Pour clore la 61e saison, la Guilde de la Musique de Chambre a déniché le Picasso Quartet Quatuor de Cors. Le nom révèle l’instrument célébré, l’origine ibérique des artistes, et bien plus encore. Leur façon de se donner en concert fait l’écho d’une démarche plastique de Pablo Picasso. Ce fondateur du cubisme floute les frontières entre peinture et sculpture. Les instrumentistes brisent les barrières entre le plaisir d’écouter et la joie d’apprendre. Retour sur un concert d’une beauté ludique.
Trompette de forme voluptueuse ? Tuba menu et sensible au toucher ? Un cor d’harmonie est composé d’une embouchure, de tuyaux et d’un pavillon. Pour illustrer l’essentiel de ce cuivre, le quartet livre le premier morceau à l’aide d’engins « fait maison ». Soufflant dans l’embouchure fixée sur un tube d’arrosage couronné d’un entonnoir couleur orange pétant, les concertistes interprètent « Rendez-vous de chasse » de Gioacchino Rossini. Ainsi, tout en allant à l’essence formelle, ils conduisent aux origines de l’univers sonore de l’instrument : le plein-air, la verdure, l’escapade dans un décor champêtre. Après cet embarquement mélodieux et didactique, Andrea Zardini et Iván Ortiz, Alejandro Cela et Antonio Lagares accompagnent les spectateurs à travers l’histoire de cet aérophone.

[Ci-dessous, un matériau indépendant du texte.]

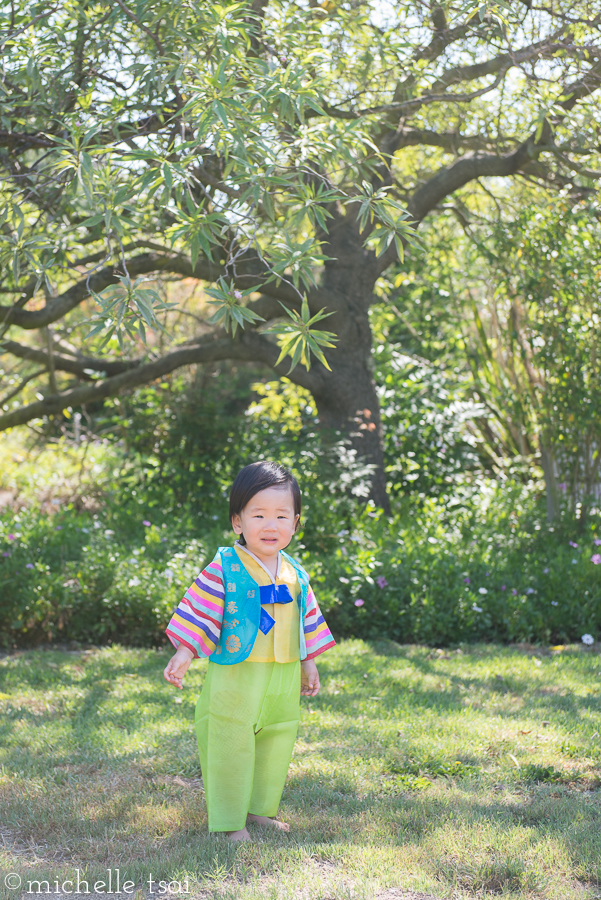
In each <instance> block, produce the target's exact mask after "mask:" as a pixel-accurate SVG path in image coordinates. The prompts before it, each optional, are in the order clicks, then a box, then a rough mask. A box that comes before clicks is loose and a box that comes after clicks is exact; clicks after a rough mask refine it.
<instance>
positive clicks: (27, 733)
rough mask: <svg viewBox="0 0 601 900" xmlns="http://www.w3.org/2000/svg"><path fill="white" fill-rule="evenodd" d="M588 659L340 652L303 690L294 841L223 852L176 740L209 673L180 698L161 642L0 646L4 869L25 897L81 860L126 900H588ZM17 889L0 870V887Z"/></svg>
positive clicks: (326, 659) (402, 648)
mask: <svg viewBox="0 0 601 900" xmlns="http://www.w3.org/2000/svg"><path fill="white" fill-rule="evenodd" d="M597 650H598V648H597ZM597 650H596V649H595V648H593V649H592V650H588V649H585V648H584V647H582V648H581V647H566V648H563V649H561V650H553V651H544V650H536V649H529V648H510V649H508V648H499V647H496V646H483V645H480V646H470V647H464V648H463V649H462V650H457V651H449V652H444V653H443V652H442V651H431V650H429V649H428V648H423V647H413V646H399V645H396V644H393V643H379V644H368V643H364V642H361V641H346V642H343V643H341V644H340V645H339V646H338V647H337V648H336V649H335V650H333V651H331V652H329V653H326V654H325V655H324V656H322V657H321V658H320V660H318V663H319V669H320V674H321V677H322V684H323V688H322V693H321V694H320V695H319V696H318V697H316V698H314V699H312V700H306V699H303V700H302V705H303V713H302V718H301V727H300V731H299V738H298V741H297V744H296V750H295V755H294V759H293V762H292V766H291V769H290V775H289V780H288V784H287V787H286V790H285V792H284V797H283V802H282V807H281V810H280V814H281V818H283V819H284V820H285V821H287V822H289V823H290V825H291V832H290V834H289V835H276V834H271V833H269V834H267V833H265V832H262V831H260V830H254V831H253V835H254V836H255V838H256V840H255V841H254V842H253V843H251V844H245V845H236V846H234V845H231V844H230V843H229V842H228V841H227V840H226V839H224V838H223V837H218V836H211V837H209V836H208V834H207V824H206V812H205V806H204V799H203V794H202V784H201V781H200V768H199V764H198V757H197V751H196V741H195V735H194V731H193V717H194V705H195V702H196V699H197V697H198V694H199V691H200V688H201V686H202V682H203V679H204V676H205V672H206V663H205V662H202V663H194V664H193V665H192V668H191V670H190V673H189V675H188V677H187V679H186V687H185V689H184V691H183V692H178V691H176V690H175V689H174V688H172V687H170V686H169V685H168V684H167V683H166V682H164V681H163V679H162V669H163V667H164V666H165V664H166V662H167V659H168V658H169V655H170V654H169V652H168V651H167V650H161V651H156V652H155V651H151V650H129V649H124V648H121V647H113V648H105V649H101V650H90V651H83V652H73V653H66V652H59V651H53V650H44V651H31V652H23V653H16V654H14V655H11V656H5V657H3V658H1V659H0V709H1V711H2V716H1V719H0V735H1V736H0V839H1V840H0V863H1V869H2V871H3V872H5V873H6V872H13V873H16V874H17V875H19V876H20V877H21V878H22V885H23V887H25V888H26V887H27V882H28V881H29V880H31V879H48V880H49V882H50V883H51V884H50V887H51V889H52V890H53V891H54V890H55V884H54V882H55V880H56V879H58V880H59V890H58V893H62V889H61V888H60V883H62V882H63V881H64V880H65V879H72V878H73V877H74V873H75V870H76V869H79V870H80V878H81V879H84V878H86V879H87V880H88V881H89V882H90V889H92V888H93V884H92V882H95V881H97V880H99V879H103V878H104V879H105V880H106V878H107V869H109V868H110V869H111V870H112V873H113V874H112V878H113V879H114V878H115V873H116V870H117V869H119V870H120V878H121V883H122V882H123V881H125V880H126V879H129V880H130V881H132V882H133V883H134V885H135V888H132V889H131V890H133V892H132V893H131V896H132V897H136V898H137V900H141V898H146V897H147V896H150V893H149V885H148V878H149V877H150V875H152V878H153V879H154V880H155V881H157V882H158V880H166V881H179V882H182V890H185V889H186V888H187V889H188V890H189V892H190V893H189V894H185V895H184V894H182V896H190V897H217V898H240V900H250V898H268V900H271V898H273V900H284V898H299V900H301V898H302V900H326V898H327V900H355V898H357V900H358V898H375V897H380V898H392V897H396V898H400V897H402V896H405V894H404V893H403V892H402V891H407V893H408V894H409V892H416V893H415V894H414V895H412V896H418V894H419V895H421V894H423V895H428V896H430V895H431V896H434V897H440V898H442V897H445V898H451V897H453V898H460V897H476V896H477V897H480V896H485V895H487V894H488V895H495V894H496V895H500V894H502V895H503V896H506V897H516V898H517V897H520V898H525V897H540V898H549V900H551V898H553V900H555V898H557V900H560V898H561V900H568V898H592V897H601V789H600V788H601V691H600V684H601V656H600V655H599V654H598V652H597ZM186 877H187V878H188V884H187V885H186V884H185V882H184V879H185V878H186ZM42 887H44V886H43V885H42ZM67 887H68V886H67ZM152 887H153V891H154V893H153V894H152V896H154V897H161V896H163V897H164V896H166V894H165V892H163V893H162V894H161V892H160V888H159V886H158V884H153V886H152ZM32 889H33V890H34V891H35V889H36V886H35V885H33V887H32ZM81 889H82V890H84V888H83V887H82V888H81ZM107 889H108V886H107ZM395 889H396V890H395ZM400 889H402V891H401V890H400ZM21 890H22V889H21ZM21 890H13V891H10V890H7V889H5V888H4V877H2V878H0V892H2V891H4V894H3V896H6V897H11V898H13V900H17V898H20V897H21V896H23V897H26V896H30V895H29V894H27V893H25V894H21ZM113 890H115V887H114V884H113ZM172 890H173V891H177V885H172ZM98 892H102V889H101V888H99V891H98ZM117 896H119V897H120V900H122V898H126V897H127V894H121V895H117ZM172 896H174V894H172Z"/></svg>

À l’époque baroque, les cornistes rejoignent l’orchestre. Au 17e siècle ce cuivre ne dispose alors que d’un registre limité de notes. Cependant, il parvient à traduire les variations du goût frivole et insouciant. Festif et léger, « Canzon Cornetto » de Samuel Scheidt en témoigne. Au fur et à mesure que la facture et la technique de jeu évoluent, l’éventail de tons s’enrichit. Au programme, des extraits d’opéras romantiques et plus encore l’Opus 35 de Nicolaï Tcherepnin qui illustre la diversité de la palette sonore. Tel qu’un hommage à l’instrument, la composition est une enfilade de pièces. D’une douceur somnolente à une mélodie dansante en passant par un mouvement cynégétique, elle donne corps aux capacités insoupçonnées du cor. Quant à un air d’Ernest Shaw, il évoque le jazz et hisse la « coqueluche » du Picasso Quartet au statut du saxophone.
« À la base, c’est un instrument à vent peu populaire. Après le solfège, on me l’a attribué. Sans me poser de questions, je me suis appliqué pour ne plus jamais l’abandonner », se souvient Iván Ortiz. Qu’il faut une maîtrise, l’audience a pu s’en rendre compte. Après le concert, les musiciens répondent aux questions et offrent l’occasion au public d’essayer de faire sortir quelques notes de ce cuivre. L’expérience amusante illustre bien qu’en sus de l’objet et de la partition, l’artiste est l’ingrédient clé pour la réussite d’un moment harmonieux.